Parallèlement, la direction générale des douanes et droits indirects (DGDDI) a saisi par écrit les autorités douanières européennes. Près d'une dizaine d'entre elles se déclarent ainsi prêtes à soutenir la position française au sein du Conseil. Des actions de sensibilisation auprès de parlementaires européens ont également été entreprises.

La DGDDI participe activement à la rédaction du nouveau règlement communautaire qui va étendre la protection douanière à un panel plus large de droits de propriété intellectuelle, améliorer les moyens de contrôle en matière de cybercriminalité, entraîner une réduction des coûts et harmoniser les procédures et les demandes d'intervention déposées par les titulaires de droits.

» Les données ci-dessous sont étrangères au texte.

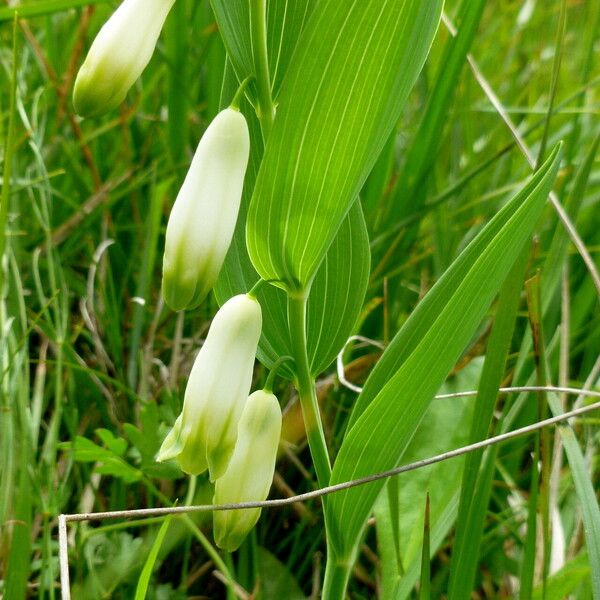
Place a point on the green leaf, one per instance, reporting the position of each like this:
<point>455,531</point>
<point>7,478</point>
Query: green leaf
<point>444,426</point>
<point>285,21</point>
<point>565,581</point>
<point>476,482</point>
<point>144,580</point>
<point>380,435</point>
<point>334,303</point>
<point>341,97</point>
<point>110,463</point>
<point>590,511</point>
<point>36,9</point>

Enfin, en accord avec la direction générale de la compétitivité, de l’industrie et des services (DGCIS), la DGDDI a attiré l'attention des instances de l'UE et des États-membres sur la nécessité de réouvrir les textes de droit matériel relatifs aux différents droits de propriété intellectuelle, afin d'étendre les notions de "commercialisation" ou de "vie des affaires" aux opérations logistiques de transbordement et de transit qui font partie intégrante du commerce international.

Tout en poursuivant ces objectifs d'amélioration du cadre réglementaire et dans les limites actuellement imposées par l'arrêt de la CJUE, la douane française continue activement à contrôler et à intercepter les marchandises de contrefaçon.